Our results show that the dynamic trade-off theory receives significant support, indicating that oil and gas companies are using a large proportion of debt in their activities in order to meet a target leverage level. Viewed from the country level, the dynamic trade-off theory receives significant support as well, indicating additionally that firms in countries with a high shareholder protection level have less deviation from their targeted leverage (and as a result want to take on less debt) than firms in countries with less shareholder protection.

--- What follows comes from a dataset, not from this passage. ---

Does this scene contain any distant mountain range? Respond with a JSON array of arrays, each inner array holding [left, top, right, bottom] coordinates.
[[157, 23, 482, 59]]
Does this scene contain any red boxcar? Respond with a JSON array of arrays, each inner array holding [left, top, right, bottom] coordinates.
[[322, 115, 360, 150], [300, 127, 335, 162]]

The pecking order theory receives mixed support. We show that highly profitable oil and gas companies indeed use their income (or internal financing) for financing investments, which is in line with pecking order theory. Yet, we also find support for substitution of internal cash flows by equity in both capital structure and shareholder protection issues, which is not perfectly in line with pecking order theory. Additionally, on shareholder protection, we find out that oil and gas companies that face a low level of internal funds tend to issue debt, which is in line with pecking order theory. Country level differences are found to be insignificant.

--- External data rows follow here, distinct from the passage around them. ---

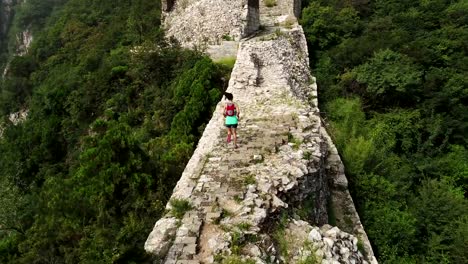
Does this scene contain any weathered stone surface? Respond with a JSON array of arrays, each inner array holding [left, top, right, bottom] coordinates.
[[147, 0, 374, 263], [285, 220, 377, 264], [145, 218, 177, 256]]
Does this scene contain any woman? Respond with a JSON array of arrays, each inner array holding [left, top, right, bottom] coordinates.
[[223, 93, 240, 148]]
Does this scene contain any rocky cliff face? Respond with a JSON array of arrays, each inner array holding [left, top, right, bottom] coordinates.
[[145, 0, 377, 263], [0, 0, 14, 38]]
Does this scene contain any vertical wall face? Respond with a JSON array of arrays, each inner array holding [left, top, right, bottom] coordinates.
[[242, 0, 260, 37], [161, 0, 176, 12], [293, 0, 302, 18]]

The market timing theory meets partial support in relation to capital structures and country levels. High stock returns of the oil and gas companies significantly influence equity issuance in countries with a high shareholder protection index. This effect reduces with the level of shareholder protection and can be even negative.

Our study has some flaws. It is limited to 18 countries with a great representation of the USA, the UK, Australia, and Canada. Those countries have in general well-developed stock markets with a large number of companies functioning since the 1980s, while companies from other countries are functioning since the 1990–1995 years. This problem could be overcome later when there will a greater amount of companies from different countries, considering that a vast majority of those companies started to report their activities since the 2005–2008 years.

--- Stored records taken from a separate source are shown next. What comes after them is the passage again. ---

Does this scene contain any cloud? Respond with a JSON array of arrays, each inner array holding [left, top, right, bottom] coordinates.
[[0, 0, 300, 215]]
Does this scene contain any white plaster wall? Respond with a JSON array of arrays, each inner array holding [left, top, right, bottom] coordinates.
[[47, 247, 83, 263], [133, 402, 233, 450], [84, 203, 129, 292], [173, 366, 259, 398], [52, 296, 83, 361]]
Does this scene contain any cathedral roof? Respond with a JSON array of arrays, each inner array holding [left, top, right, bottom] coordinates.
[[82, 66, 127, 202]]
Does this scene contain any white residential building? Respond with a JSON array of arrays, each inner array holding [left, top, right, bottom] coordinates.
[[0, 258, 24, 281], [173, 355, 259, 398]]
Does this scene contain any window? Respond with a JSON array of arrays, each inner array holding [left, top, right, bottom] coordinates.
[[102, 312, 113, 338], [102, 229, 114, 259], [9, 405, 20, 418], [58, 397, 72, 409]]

Our research can be used from a managerial perspective as well. The main finding is that oil and gas companies highly rely on debt and internal funds in all countries, while the financing by equity is not so important in low shareholder protection countries, which have low or late stock listings and low equity values. For investment purposes, oil and gas companies count more on internal funds (with 50% of the investment financed by cash flows) than on equity and debt (22% each), consistent with Elsas et al. (2014). Managers should be aware that oil and gas companies, when adjusting toward the targeted leverage level, mainly rely on debt and not on equity issuance. Country level factors are playing a significant role as well, affecting mainly debt and equity issuance, consistent with McLean et al. (2012). Oil and gas companies tend to issue equity in countries with high shareholder protection, where high values correspond with countries with long history of stock listings and high equity values, with the level of shareholder protection not being relevant for debt taking.